Risky Practices With Students' Data Security Are Common, Survey Suggests
MediaPro, a company that designs corporate trainings on IT security, data privacy, and compliance, released results this week from a privacy and security awareness survey of over 900 employees in the education sector.
The company asked survey respondents how they would handle various security and privacy issues, like finding a post-it note with someone's password, or seeing something strange pop up on a computer, said Colleen Huber, the director of cyber education strategy for MediaPro, in an interview.
Just over two-thirds of all participants responded to at least one of the hypothetical situations in a way that would have put their students' or employees' personally identifiable information—including Social Security numbers, addresses, or driver's license information—at risk.
Participants self-identified as employed in the education sector, said Huber. They could include K-12 educators, higher education faculty, or employees who work in education-focused organizations, she said.
Increasingly, schools and districts are facing the issue of cybersecurity. In 2017 alone, schools have found themselves the targets of phishing scams and ransomware attacks. And as schools collect more digitized data on students, school leaders have to make decisions about how to store and protect it.
MediaPro sorted participants into one of three categories, based on their survey responses—"risk," "novice," or "hero." Within education, 50 percent received a novice ranking, 32 percent a hero ranking, and 18 percent, risk. Overall, education professionals were "pretty much on par" with the workforce in other industries, said Huber.
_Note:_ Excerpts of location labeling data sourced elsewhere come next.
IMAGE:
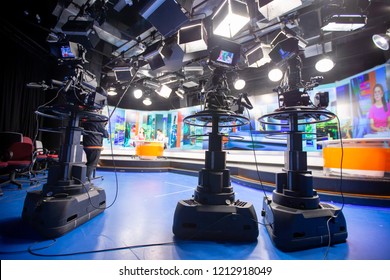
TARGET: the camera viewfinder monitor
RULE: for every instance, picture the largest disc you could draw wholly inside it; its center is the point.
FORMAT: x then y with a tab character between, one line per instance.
225	57
66	52
223	52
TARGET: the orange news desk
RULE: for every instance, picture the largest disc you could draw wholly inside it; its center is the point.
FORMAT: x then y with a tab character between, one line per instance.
147	149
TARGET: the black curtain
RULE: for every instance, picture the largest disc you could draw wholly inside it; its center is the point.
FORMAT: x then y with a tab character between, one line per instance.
23	60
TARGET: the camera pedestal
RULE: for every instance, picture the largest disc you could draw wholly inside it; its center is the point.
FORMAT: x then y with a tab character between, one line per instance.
213	213
67	200
295	218
54	216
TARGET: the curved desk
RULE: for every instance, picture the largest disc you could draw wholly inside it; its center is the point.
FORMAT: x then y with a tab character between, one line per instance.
149	149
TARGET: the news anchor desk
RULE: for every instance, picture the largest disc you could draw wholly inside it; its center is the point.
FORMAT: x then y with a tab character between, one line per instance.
149	149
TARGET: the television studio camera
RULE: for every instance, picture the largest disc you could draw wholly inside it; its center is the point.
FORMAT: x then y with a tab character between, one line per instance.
68	199
213	213
295	218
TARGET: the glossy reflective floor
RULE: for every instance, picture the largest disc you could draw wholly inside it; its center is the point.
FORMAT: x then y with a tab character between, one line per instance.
137	225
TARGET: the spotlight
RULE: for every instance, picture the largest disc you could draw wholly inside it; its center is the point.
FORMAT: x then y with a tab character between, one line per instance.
325	64
151	84
271	9
180	92
147	101
275	74
238	83
230	18
112	91
124	74
164	91
344	22
382	41
137	93
254	53
193	37
284	50
224	52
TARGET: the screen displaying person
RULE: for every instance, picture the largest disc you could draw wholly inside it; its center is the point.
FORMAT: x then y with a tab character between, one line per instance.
379	113
161	137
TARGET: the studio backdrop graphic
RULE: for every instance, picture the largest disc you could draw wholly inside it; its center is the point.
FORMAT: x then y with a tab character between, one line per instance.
350	99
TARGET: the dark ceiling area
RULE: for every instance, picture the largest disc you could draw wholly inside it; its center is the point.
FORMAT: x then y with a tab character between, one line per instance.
124	32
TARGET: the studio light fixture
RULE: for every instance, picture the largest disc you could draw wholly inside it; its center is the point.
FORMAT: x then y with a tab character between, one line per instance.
344	22
271	9
137	93
192	37
151	84
230	18
156	53
112	91
147	101
180	92
275	74
124	74
382	41
239	83
259	52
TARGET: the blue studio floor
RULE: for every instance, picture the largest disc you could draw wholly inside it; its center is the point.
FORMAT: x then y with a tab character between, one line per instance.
137	225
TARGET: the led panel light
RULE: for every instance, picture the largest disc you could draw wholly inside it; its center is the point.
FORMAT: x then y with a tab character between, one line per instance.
276	8
230	18
164	91
253	55
124	74
344	23
192	38
154	57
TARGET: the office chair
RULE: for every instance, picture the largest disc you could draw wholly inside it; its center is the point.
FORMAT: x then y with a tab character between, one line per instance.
20	160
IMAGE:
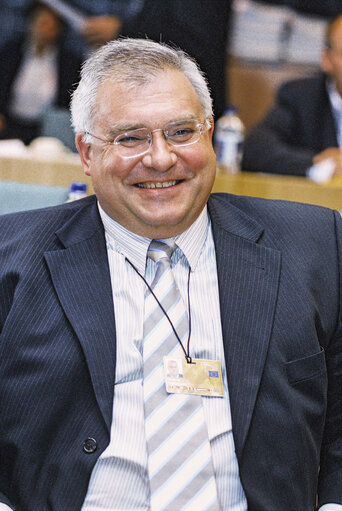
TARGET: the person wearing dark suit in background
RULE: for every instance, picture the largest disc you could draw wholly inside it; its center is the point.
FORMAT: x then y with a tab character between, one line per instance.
36	72
261	286
302	133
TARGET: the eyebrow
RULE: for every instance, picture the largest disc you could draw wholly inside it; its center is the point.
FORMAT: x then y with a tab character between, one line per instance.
120	128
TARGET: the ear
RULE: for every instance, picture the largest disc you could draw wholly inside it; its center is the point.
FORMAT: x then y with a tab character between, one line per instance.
211	129
84	150
326	61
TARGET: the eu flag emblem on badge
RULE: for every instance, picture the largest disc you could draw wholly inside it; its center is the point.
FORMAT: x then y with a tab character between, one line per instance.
213	374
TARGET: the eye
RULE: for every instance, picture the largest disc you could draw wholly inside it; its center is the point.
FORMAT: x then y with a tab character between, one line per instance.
131	138
181	133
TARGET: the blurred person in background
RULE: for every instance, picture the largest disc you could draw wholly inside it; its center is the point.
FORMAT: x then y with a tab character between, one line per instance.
36	72
302	133
199	27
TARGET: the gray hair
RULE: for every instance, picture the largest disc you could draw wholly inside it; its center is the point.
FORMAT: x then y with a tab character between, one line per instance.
131	61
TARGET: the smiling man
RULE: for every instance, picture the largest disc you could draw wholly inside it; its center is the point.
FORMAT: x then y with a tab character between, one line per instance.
100	296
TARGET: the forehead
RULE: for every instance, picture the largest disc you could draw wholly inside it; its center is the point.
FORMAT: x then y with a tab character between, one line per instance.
336	33
165	97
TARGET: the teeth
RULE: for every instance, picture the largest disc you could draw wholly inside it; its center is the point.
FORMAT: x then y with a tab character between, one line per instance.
158	185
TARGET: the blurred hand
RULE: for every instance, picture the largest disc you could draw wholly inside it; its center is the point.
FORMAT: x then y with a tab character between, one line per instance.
335	154
99	30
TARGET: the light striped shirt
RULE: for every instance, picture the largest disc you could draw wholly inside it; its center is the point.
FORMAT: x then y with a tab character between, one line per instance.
120	479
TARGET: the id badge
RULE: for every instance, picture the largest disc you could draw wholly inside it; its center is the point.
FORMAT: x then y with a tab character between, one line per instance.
201	377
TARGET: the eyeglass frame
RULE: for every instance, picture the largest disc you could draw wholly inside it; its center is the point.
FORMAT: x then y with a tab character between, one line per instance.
206	123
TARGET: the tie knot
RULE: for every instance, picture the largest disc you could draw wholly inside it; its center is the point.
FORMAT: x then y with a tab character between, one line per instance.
161	249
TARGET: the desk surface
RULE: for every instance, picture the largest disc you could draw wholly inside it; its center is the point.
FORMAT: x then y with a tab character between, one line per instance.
62	173
282	187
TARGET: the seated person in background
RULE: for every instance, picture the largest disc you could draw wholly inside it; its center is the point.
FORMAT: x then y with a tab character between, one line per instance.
302	133
35	73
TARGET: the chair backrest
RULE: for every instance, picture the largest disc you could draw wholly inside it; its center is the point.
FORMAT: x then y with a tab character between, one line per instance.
56	123
22	196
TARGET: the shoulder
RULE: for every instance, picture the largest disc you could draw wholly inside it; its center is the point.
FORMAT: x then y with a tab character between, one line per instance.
39	225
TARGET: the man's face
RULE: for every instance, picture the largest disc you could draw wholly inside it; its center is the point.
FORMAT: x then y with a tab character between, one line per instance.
332	57
126	187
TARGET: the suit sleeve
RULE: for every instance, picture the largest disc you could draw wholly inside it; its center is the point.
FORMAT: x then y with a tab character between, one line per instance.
330	477
272	145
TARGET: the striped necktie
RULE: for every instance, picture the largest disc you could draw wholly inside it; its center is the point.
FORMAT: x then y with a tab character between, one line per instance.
179	456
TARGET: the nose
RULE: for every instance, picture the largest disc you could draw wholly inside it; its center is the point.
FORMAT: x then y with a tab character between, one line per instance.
161	155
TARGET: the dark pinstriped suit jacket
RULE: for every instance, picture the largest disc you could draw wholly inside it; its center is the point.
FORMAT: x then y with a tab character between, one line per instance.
279	273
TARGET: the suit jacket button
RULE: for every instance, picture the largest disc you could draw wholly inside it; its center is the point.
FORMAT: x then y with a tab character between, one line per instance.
89	445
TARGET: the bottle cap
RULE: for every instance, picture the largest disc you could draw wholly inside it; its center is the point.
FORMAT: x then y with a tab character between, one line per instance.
78	187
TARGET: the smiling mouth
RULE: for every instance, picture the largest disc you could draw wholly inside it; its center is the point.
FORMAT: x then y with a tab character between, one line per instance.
165	184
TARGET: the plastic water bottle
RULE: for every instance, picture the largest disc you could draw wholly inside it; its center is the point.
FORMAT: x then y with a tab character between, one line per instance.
229	137
77	191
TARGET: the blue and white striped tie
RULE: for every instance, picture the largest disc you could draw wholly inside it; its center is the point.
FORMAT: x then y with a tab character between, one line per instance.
179	456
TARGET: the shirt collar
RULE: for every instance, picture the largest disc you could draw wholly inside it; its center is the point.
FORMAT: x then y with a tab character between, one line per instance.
134	247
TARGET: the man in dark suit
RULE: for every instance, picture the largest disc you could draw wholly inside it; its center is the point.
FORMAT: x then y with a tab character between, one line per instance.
301	135
263	279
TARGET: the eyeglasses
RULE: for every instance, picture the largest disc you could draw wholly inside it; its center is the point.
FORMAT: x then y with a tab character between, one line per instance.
132	143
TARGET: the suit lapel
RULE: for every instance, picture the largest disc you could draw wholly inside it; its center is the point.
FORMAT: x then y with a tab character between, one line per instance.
80	275
248	275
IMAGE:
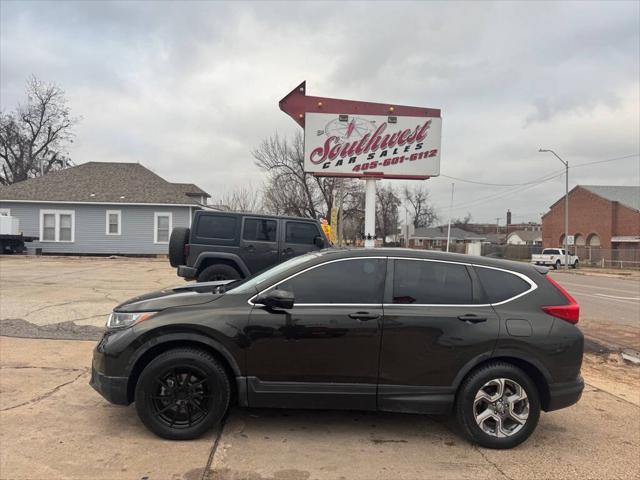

But education professionals scored comparatively low in practices meant to ensure safe mobile computing and cloud computing—two areas that are especially relevant to schools and universities, she said.
Bring your own device programs, in which students have the option to use their own computing devices for classwork in school, are categorized under mobile computing, said Huber. Within BYOD programs, students are constantly transmitting information over different Wi-Fi networks, both on and off campus. To keep information secure, she said, both students and educators need to be aware of what they're sharing and with whom.
In some areas, the education workforce outpaced other fields. The industry was especially adept at identifying phishing attempts, which Huber attributed to awareness of vulnerability. "Their risk area was a little bit stronger in phishing, so they responded better than most," she said.
Education employees also scored higher than average in incident reporting, said Huber. In the event of a security breach, they were more likely to know how to report a problem and to whom.
A security-focused school culture starts at the top, said Huber. "Principals, people in executive positions, are certainly well-equipped to set the right tone."